By Frank Nam, We Belong Here Project Director

One of the 4 practices in the Greater Seattle Compact for Belonging is Advocacy. In the compact, we introduce the practice this way:

…an advocate is someone who lends their support, usually publicly… When we advocate for others, we are working towards building common ground and accessibility for all.

The practice of advocacy starts with self-advocacy. So, how do you advocate for yourself? How do you build common ground internally? How do you create accessibility for yourself?

In a previous podcast, Elizabeth Ralston and I discussed internalized ableism as two people who are impacted by hearing loss. Elizabeth is deaf and I have single-sided deafness (SSD).

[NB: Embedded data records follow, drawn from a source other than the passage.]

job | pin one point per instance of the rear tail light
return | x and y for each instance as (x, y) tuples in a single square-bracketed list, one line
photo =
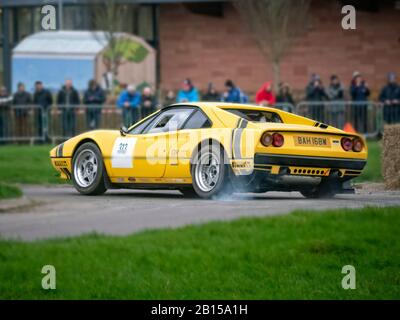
[(277, 140), (266, 139), (357, 145), (347, 144)]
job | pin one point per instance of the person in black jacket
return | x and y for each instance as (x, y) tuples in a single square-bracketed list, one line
[(22, 99), (5, 107), (148, 102), (212, 94), (67, 99), (44, 99), (390, 98), (93, 98), (336, 111), (359, 93), (285, 97), (315, 92)]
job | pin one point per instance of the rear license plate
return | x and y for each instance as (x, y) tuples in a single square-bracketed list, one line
[(312, 141)]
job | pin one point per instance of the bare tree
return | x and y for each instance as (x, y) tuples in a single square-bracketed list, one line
[(110, 18), (275, 24)]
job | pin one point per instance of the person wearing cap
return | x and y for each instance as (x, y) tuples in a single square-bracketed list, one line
[(390, 98), (68, 99), (129, 101), (93, 98), (5, 107), (359, 92), (335, 93), (211, 94), (285, 94), (233, 93), (188, 93), (43, 98), (265, 96), (315, 92), (21, 98), (149, 102)]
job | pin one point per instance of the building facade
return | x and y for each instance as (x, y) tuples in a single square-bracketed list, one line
[(207, 41)]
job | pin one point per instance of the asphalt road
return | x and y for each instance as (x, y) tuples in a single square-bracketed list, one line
[(59, 211)]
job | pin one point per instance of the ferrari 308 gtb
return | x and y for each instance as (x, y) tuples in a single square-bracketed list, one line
[(210, 149)]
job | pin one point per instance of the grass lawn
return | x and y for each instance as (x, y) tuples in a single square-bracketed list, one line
[(299, 256), (31, 164), (7, 191), (26, 164), (372, 171)]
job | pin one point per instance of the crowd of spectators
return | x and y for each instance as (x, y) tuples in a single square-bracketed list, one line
[(136, 104)]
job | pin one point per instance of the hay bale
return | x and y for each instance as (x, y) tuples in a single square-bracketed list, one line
[(391, 156)]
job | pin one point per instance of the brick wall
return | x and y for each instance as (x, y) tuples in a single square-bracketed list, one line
[(208, 48)]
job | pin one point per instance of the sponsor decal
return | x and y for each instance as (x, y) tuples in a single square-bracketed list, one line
[(60, 163), (122, 153)]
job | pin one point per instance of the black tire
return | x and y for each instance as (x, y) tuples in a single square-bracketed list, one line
[(97, 185), (222, 185)]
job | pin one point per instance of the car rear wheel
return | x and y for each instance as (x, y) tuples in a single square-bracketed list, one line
[(88, 173), (210, 174)]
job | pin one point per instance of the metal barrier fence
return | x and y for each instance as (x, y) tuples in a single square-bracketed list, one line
[(32, 123), (22, 123), (288, 107), (364, 117)]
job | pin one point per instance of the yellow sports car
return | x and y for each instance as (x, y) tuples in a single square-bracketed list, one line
[(209, 149)]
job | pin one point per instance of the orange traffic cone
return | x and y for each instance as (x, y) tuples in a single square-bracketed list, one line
[(349, 128)]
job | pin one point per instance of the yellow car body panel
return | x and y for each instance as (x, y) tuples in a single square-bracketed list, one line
[(165, 158)]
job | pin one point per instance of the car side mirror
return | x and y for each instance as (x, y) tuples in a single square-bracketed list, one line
[(123, 130)]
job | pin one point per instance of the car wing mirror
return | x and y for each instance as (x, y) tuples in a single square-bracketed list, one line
[(123, 130)]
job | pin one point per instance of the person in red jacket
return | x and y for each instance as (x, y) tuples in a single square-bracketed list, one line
[(265, 96)]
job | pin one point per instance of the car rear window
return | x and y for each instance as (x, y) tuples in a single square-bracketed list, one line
[(256, 115)]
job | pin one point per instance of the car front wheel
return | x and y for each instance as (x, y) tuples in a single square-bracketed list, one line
[(88, 173)]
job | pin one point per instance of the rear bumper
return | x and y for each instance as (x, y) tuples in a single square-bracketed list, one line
[(307, 161)]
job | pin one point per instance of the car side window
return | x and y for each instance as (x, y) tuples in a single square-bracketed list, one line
[(197, 121), (140, 127), (169, 120)]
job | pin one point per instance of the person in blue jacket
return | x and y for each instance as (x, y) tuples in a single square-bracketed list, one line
[(188, 93), (130, 100), (233, 93)]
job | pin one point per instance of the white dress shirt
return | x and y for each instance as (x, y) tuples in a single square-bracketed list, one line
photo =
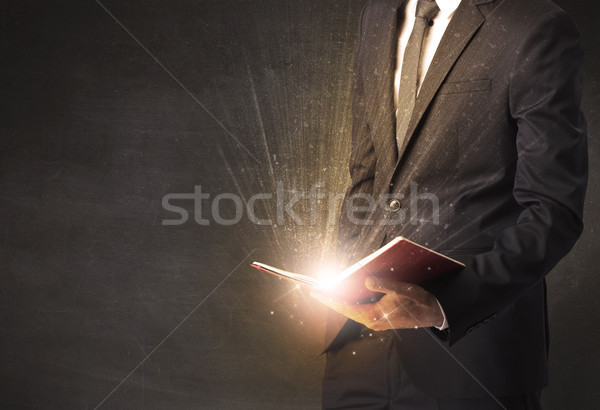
[(431, 41), (432, 38)]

This is a condition I was born with but never really confronted as a part of me until my early 30’s. I never advocated for myself. If I couldn’t hear, I would move to another side of the room or table. I wouldn’t speak up if someone refused to use the microphone in a large gathering. As I got older, I realized that SSD was a part of me and I needed to ask others to do things for me to feel like a whole person in challenging spaces. This is where the practice of Advocacy starts. 

In a Harvard Business Review article, Rachel Montañez discusses the question of how to advocate for oneself in the workplace. She advises the audience to start at finding clarity in what you want for yourself in your career. She asks the audience to delve into the following questions:

  1. What are your strengths?

  2. What gives you vitality, and what drains you?

  3. What environment empowers and enables you to do your best work?

As I get older, the answers to these questions have become more and more clear but you don’t have to wait to reach your 50’s to get there.  I encourage you to start asking yourself these questions now and explore ways to integrate the answers to these questions into your lifestyle. 

Furthermore, you can apply these questions to the art of advocating for others as well. When you advocate for someone else, consider their strengths, what energizes them, and how they are best enabled. 

Here are some other tips to help you advocate for others:

  1. Do your homework. Read about the person or issue you want to advocate for. Look at the past before you support the future.

  2. Be in a relationship with the person or issue. Ask them the clarifying questions above or get involved in an organization that you care about.

  3. Big or small. Advocacy can be something as grandiose as marching in the street or as simple as writing someone a recommendation letter. It all counts.